We love cheese – we eat lots of it and lots of different types. But there often seems to be a little dried out husk in the fridge or even several. Parmesan and Pecorino are fine, I save the rinds and add them to soups and stews to give extra flavour. But there are so many other delicious cheeses in my life and in my fridge.
I originally made these cheese straws for No Plastic July but even as I was making them I realised they were a great way to use up those little hard ends of cheese.
Recipe is here but I have tweaked it as usual.
(Recipe says it makes 36 straws. I got a lot more out of the recipe!)
375g/13oz plain flour
225g/8oz butter, diced
150g/5½oz assorted grated hard cheese (cheddar, double gloucester, wensleydale, cheshire etc.)
50g/1¾oz freshly grated parmesan cheese
pinch English Mustard powder
small pinch cayenne pepper/paprika
2 free-range eggs, yolks only (beaten)
- Ice cold water 4-5 tablespoons.
This is essentially a pastry recipe and I am generally very bad at making pastry on account of having hot hands. So I make all mine in a food processor and the results are always lovely.
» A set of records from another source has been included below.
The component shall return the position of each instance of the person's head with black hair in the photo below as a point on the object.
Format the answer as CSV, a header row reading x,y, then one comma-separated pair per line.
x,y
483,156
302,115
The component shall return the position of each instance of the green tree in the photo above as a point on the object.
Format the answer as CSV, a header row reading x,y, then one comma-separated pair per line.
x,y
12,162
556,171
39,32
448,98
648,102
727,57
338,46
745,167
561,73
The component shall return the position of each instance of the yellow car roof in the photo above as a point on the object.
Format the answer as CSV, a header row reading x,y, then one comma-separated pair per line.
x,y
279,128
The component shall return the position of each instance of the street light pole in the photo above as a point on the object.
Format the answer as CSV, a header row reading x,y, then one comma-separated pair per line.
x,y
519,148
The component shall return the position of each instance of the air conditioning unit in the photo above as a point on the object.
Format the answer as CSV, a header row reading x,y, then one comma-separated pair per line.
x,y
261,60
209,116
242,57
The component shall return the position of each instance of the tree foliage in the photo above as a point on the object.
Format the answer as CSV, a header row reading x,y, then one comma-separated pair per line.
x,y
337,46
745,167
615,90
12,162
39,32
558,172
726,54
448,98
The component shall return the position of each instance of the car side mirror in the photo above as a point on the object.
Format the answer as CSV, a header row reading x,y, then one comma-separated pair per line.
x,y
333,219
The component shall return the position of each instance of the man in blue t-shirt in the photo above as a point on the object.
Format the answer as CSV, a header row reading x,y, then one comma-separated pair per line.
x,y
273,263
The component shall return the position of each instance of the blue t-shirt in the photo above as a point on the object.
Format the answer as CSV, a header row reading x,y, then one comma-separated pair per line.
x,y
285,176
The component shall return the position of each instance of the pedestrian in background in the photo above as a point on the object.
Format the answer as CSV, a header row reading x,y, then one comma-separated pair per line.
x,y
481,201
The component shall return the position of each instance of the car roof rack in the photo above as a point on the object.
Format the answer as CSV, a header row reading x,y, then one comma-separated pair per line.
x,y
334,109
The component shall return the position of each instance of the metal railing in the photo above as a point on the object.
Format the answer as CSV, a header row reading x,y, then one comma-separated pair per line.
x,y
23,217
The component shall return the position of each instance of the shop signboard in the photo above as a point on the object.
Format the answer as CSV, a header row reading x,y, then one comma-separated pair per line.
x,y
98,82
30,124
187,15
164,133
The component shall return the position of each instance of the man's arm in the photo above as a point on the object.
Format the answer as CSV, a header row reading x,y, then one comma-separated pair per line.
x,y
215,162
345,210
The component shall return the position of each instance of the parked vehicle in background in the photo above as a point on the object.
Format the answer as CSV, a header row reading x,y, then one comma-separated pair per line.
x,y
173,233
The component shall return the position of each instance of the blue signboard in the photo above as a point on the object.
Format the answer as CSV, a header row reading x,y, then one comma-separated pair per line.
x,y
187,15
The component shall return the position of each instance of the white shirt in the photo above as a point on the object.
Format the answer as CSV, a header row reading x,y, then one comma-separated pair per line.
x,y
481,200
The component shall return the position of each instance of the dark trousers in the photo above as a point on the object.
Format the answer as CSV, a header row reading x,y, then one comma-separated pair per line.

Sift the flour and put in the food processor with the butter. Whizz until it resembles bread crumbs. If you don’t have a food processor then rub the butter into the flour until it resembles bread crumbs. If you run the mixture through your (clean) fingers for a bit you should be able to feel if the butter is evenly distributed. Add all the other ingredients except the water either to the food processor for a final blitz or just stir into the mixture.
Then add the ice cold water a little bit at a time stirring/blitzing until it comes together in a ball.
Put the ball in a bowl with a plate on top and put it in the fridge for at least 30 mins.
Pre-heat the oven to 190C/375F/Gas Mark 5.
Take the dough out of the fridge and roll out on a floured surface until it is the thickness of a £2 coin (maybe 1/4 inch if you are not British). Then cut into strips the desired length and width of your cheese straw and place on a baking tray with a sheet of greaseproof paper on it.
Brush a little milk on the tops of the straws and then bake for 10-15 mins until they are golden brown on top.
I apologise about the eggs yolks only instruction – I should definitely do a Use it or Lose it Egg Whites edition soon. Throwing away eggs whites is a guilty secret of mine, I know I could make meringues but do far I haven’t.